So that Michael Lewis – you know, the one who writes articles about how stupid Icelanders were. Via The Oil and the Glory, here’s what he was saying in January, 2007, just as the last bulls in the US housing market’s dizziest bubbles finally cracked and the big plummet began. Here it is.
But the most striking thing about the growing derivatives markets is the stability that has come with them. More than eight years ago, after Long-Term Capital Management blew up and lost a few billion dollars, the Federal Reserve had to be wheeled in to save capitalism as we know it.
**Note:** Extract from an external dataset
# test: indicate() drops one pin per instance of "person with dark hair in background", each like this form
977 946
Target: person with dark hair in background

Last year Amaranth Advisors blew up, lost more than LTCM, and the financial markets hardly batted an eyelash. “The financial markets in 2007,” some member of the global economic elite might have said but didn’t, “are astonishingly robust. They seem to be working out how to absorb and distribute risk more intelligently than any member of the global economic elite could on his own.” Once the laughter subsided — and someone took down his name to make sure he didn’t make next year’s guest list — he might go on to point out that in spite of a great deal of political turmoil the markets have remained calm.
The Sarbanes-Oxley Act sticks a wrench in the American market for initial public offerings, and the capital-raising business simply removes itself to London and Hong Kong. Thailand installs capital controls and the markets force it to reverse its policy, virtually overnight — again with nary a ripple. The Brazilian real is now less volatile than the Swiss franc; Botswana’s debt is now more highly rated than Italy’s. Oil prices double, the U.S. housing market tanks — no matter what happens, financial markets adjust quickly and without hysteria.
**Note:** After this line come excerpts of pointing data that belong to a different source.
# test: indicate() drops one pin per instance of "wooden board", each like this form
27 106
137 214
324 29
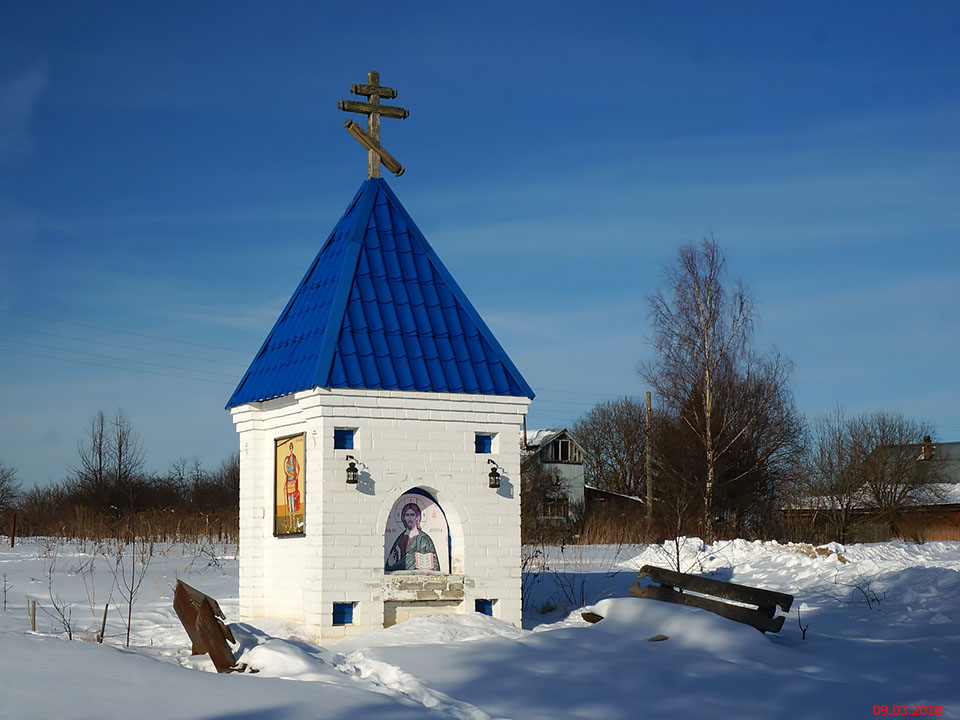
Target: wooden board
764 599
200 616
733 612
This is a case in point of Daniel Davies‘s contention that while forecasting the future is great, forecasting the recent past is almost as good and much more likely to be successful. That is to say, it’s not just enough to have the information, it’s also important to draw consequences from it and react to them. This is why John Boyd held that the most important element of his Observation-Orientation-Decision-Action loop was the Orientation.
In this case, Lewis was well aware that a massive housing market bust was actually in progress, that the oil price was very high, and that a range of generally weird things had happened. But he didn’t integrate this information into his broader situational awareness – he noted that nothing had exploded yet and reached for a variety of rationalisations, notably confirmation-bias, to explain why nothing would happen.
However, for his own part, he actually responded more effectively. He spent quite a lot of this article whining about people who weren’t taking risks and wondering why nobody was going short if things were so bad. Well, in fact somebody was going short the US housing market. (Logically, somebody had to be short if so many people were so long – someone had to be taking the other end of those trades, as in fact he said in as many words.) And Michael Lewis later wrote a book about him, making a considerable profit.
Obviously, he was in a position to wait and see what happened, and then write the book either about the Great Bull Run of 2008 or the Great Crash. That helps. From a Boydian point of view, it is critical to all strategy that you keep your options open as far as possible and avoid being forced into reacting on the other side’s time-table. It’s also true, though, that the precondition of not being bankrupt in 2008 and therefore being able to take opportunities as they came was not taking risks in 2007, perhaps by doing a well-paying writing gig at Bloomberg in which you moan endlessly about people who aren’t taking enough risks.
In fact, anyone looking for economic advice from Lewis in 2007 would have been well advised to ignore everything he said and instead study what he was actually doing.